The early Japanese photographers mixed woodblock printing traditions with European art conventions. They captured beautiful landscapes, romantic sceneries and representative portraits on coloured albumin paper. The result are soft, pastel, silky-matte pictures with a superb mix of pictorial and documentary quality. We see images of men and women, garments, arts and crafts, rituals and religion – cornerstones of what one might call culture. But, as culture is an ever-changing idea, the archive looks suspiciously uniform. The explanation is in the exhibition texts: the Western gaze. Whatever the gaze choses to look at condemns everything outside the frame to invisibility. And as such the exhibition is an example of how a cultural image is constructed. And of how little objectivity there really lies in pictures taken.Picture courtesy of Museum of Photography, Berlin.

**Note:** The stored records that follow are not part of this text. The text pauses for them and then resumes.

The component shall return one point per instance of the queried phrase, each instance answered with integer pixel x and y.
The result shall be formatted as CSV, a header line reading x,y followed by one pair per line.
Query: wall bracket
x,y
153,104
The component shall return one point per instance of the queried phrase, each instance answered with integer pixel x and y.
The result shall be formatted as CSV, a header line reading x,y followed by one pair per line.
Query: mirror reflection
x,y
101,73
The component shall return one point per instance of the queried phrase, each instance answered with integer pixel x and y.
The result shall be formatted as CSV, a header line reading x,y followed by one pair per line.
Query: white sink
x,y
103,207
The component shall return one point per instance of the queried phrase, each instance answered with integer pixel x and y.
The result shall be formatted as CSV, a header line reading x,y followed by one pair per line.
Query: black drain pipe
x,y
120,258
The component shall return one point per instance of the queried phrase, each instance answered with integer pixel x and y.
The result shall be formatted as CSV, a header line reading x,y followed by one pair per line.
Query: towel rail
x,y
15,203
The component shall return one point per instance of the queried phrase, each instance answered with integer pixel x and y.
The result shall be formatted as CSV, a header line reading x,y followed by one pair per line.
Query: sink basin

Because, most photographies belong to one of two categories: souvenirs of European tourists; or posed sceneries produced for export. The Japanese merchants knew the Western tastes, perceptions and feelings well. Hence, they addressed them to increase business. The result is a collection of stereotypes: cherry blossoms and Mount Fuji, samurai and sumo fighters, Geishas and Nō masks. Daily scenes are absent or the people in them reduced to decorations in landscapes. There was a certain imagery of Japan that had prevailed in Europe for more than 300 years. Even photography with its documentary quality could not change the choice of motives.
Looking at these pictures, one might think every Japanese woman is a Geisha and that there is no urban life. The so-called “souvenir photography” does neither show the modernisation of Japan nor individuality. The choice of motives is what makes the European input, i.e. the exotification of the Other. It became self-exotification as Japanese photographers, driven by financial needs, reproduced what sold best. Thus, they reinforced that perception in their commercialised image production.
As wisdom has it, the problem with clichés is not that they are incorrect; but, that they are incomplete. So, if you want to know the story of what’s in front of the camera, your are advised to read all text tables and do some more research at home. Otherwise, it is still a collection of stunningly beautiful photography. But, your gaze might not pierce into the world behind the camera.